王曰く、仏、何れの戒有りや。
師曰く、二百五十戒有り。
王曰く、首戒は云何。
答えて曰く、第一、当に慈仁に遵うべし。普ねく恵恩、群生に及ぶ。天下の群生の身命を視るに、己れの身命の若くす。慈済悲愍して己を恕し、彼の道を安じて開化を喜ぶ。彼の若しくは身を護し、草木を潤逮す。虚杭の絶するは無きなり。
『仏滅度後棺斂葬送経』
この経典は、涅槃部経典ということからも分かる通り、世尊が入滅された際の葬儀法について遺言された部分を特に強調した内容である。大概は、『遊行経』系の各種経典の様子を見つつ、学ばれることかと思う。

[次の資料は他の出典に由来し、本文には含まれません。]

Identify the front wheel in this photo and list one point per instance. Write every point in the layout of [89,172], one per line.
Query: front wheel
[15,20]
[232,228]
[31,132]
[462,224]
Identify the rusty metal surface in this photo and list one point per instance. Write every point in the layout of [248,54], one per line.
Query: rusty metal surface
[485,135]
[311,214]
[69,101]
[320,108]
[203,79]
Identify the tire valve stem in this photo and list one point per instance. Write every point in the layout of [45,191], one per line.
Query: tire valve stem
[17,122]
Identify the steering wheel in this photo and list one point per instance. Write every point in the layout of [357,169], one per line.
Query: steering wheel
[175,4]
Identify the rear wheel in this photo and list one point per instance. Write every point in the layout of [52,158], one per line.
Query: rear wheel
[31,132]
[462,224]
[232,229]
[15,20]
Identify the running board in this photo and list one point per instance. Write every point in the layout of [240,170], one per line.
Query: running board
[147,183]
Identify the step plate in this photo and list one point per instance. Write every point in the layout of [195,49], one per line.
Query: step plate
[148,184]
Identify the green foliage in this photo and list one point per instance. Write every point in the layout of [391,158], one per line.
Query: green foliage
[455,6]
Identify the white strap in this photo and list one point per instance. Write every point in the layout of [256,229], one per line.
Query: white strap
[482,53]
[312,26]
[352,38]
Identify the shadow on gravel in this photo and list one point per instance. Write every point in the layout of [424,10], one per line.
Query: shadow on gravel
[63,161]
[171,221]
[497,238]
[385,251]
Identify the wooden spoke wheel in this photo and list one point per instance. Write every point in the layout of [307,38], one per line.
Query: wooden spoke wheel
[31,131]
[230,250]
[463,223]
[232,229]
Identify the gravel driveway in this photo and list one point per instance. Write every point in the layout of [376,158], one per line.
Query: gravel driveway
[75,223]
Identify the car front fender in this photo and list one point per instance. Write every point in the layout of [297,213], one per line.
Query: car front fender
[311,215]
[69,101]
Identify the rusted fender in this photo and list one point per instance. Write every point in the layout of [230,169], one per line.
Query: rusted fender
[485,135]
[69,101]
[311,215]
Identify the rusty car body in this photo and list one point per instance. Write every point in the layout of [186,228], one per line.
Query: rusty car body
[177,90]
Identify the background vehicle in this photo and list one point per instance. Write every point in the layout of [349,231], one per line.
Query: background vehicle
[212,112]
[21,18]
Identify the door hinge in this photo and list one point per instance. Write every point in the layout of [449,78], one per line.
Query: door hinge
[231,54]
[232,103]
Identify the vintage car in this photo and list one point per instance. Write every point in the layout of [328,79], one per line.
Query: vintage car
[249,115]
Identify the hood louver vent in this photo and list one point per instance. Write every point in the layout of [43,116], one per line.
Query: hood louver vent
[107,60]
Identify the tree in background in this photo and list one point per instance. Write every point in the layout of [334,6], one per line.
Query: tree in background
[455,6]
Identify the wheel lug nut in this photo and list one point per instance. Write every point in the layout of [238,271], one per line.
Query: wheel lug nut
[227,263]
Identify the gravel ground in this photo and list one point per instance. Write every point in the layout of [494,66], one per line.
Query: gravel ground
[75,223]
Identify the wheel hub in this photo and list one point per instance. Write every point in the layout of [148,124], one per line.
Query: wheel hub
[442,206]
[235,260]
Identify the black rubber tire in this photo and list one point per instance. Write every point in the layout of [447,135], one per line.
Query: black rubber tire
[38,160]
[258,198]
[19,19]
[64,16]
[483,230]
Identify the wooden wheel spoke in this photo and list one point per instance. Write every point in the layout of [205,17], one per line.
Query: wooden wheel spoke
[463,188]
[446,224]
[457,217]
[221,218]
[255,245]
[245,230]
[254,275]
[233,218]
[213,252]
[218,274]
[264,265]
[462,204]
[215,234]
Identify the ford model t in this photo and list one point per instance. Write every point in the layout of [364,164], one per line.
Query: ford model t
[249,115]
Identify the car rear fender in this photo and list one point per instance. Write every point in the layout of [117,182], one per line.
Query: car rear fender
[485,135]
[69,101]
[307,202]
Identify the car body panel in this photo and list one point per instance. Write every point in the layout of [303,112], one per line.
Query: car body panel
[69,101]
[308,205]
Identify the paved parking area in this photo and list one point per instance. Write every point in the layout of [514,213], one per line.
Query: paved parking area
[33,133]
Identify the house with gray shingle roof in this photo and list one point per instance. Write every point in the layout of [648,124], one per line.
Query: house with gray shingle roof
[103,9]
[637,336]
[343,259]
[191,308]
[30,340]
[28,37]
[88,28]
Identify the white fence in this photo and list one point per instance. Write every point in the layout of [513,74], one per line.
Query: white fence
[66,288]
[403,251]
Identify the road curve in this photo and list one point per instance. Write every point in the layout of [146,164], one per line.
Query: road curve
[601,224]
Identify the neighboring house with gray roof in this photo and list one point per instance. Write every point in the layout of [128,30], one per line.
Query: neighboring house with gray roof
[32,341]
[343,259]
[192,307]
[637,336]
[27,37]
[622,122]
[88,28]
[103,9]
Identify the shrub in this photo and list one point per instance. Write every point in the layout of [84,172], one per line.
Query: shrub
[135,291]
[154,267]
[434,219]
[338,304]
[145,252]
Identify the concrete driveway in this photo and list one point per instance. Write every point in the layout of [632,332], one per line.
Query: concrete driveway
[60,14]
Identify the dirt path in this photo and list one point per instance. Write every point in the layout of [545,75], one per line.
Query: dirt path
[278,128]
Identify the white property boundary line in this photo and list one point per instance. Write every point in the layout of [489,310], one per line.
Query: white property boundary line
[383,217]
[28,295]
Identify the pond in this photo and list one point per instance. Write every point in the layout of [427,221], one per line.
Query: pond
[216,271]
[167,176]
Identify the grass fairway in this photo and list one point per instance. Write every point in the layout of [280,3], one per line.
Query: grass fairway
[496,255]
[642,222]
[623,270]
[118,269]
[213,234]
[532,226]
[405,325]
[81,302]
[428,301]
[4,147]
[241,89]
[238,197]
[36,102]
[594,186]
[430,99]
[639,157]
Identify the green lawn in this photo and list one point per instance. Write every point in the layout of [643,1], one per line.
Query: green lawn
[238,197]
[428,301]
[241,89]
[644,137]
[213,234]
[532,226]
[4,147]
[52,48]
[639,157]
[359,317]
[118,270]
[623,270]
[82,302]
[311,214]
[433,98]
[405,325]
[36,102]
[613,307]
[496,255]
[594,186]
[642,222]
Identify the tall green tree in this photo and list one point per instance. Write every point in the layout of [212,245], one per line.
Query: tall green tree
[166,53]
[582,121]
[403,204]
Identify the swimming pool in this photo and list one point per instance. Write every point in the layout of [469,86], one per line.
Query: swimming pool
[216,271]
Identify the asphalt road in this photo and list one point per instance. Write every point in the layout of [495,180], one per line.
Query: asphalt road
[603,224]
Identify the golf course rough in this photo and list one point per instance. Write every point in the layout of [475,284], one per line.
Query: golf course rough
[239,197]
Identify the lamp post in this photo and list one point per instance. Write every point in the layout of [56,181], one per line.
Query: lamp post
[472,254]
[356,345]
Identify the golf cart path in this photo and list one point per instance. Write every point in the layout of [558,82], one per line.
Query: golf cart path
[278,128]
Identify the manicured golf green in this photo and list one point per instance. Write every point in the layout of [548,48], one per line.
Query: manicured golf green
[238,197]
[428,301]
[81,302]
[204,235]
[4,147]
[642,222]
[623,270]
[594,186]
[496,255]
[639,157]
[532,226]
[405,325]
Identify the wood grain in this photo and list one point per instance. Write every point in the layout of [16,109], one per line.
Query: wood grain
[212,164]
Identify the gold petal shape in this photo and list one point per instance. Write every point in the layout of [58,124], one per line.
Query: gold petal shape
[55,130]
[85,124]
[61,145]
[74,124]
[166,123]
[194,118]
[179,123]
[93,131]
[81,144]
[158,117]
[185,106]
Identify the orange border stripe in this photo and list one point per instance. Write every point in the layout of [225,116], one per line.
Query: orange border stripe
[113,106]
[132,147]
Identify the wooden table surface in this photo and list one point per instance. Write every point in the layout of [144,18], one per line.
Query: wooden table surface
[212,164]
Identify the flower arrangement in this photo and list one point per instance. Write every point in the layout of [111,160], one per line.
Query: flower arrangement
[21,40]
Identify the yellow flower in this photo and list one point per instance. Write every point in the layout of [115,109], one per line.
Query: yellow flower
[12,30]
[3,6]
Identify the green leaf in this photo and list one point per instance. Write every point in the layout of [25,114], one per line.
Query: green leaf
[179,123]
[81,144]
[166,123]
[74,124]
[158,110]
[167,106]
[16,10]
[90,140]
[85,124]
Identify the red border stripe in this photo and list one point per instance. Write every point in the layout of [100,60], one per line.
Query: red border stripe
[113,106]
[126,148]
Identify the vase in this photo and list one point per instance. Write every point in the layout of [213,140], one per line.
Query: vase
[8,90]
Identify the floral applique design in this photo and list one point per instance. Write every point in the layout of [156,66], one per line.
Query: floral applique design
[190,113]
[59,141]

それで、涅槃部経典の特徴の1つに、戒について示すという側面があるのだが、上記内容もまた、そういう理解で良いと思う。とはいえ、他の経典と違っているのは、ここで戒について尋ねるのが、この地(クシナガラ?)の王だということだろう。そして、「師」とは世尊自身のことではなくて、別の沙門のようなのだが、阿難尊者なのだろうか?
ただ、ここで答えについては、非常に秀逸であり、つまりは世尊には二百五十戒を定められたのだが、その首戒(第一の戒)とは何か?と尋ねたところ、それは「慈仁に遵う」としている。つまり、慈悲の行いだということになるのだが、具体的な行いは、他者の命を守る、つまりは不殺生だとしているのである。
ところで、たいがい、二百五十戒として考えると、最初には「四重禁(四波羅夷)」が来ると思うのだが、そう考えると、実は「不婬戒」が最初に来るはずが、こちらは不殺生が先となっており、少しずれているのである。ただし、何故そう説かれたかの理由も考えてみると、相手は在家者の「王」であるから、そうなった時、教団内に於ける最大の問題になるかも知れない不婬戒よりも、不殺生を説いたということもあったのか?とか考えた。
なお、この訳経では「首戒」という表現がされているが、これは意外と珍しい表現であり、他の漢訳仏典では確認出来なかった。もちろん、意味としては「第一の戒」ということなので、類似した用語が無いわけではないが、概念として探すのは少し困難であった。ついでに申し上げれば、この経典自体、訳語も含めてかなり独特な印象を得た。
でも、内容は後代の中国で成立した仏典で一定量引用されているから、注目されたこともあったのだろう。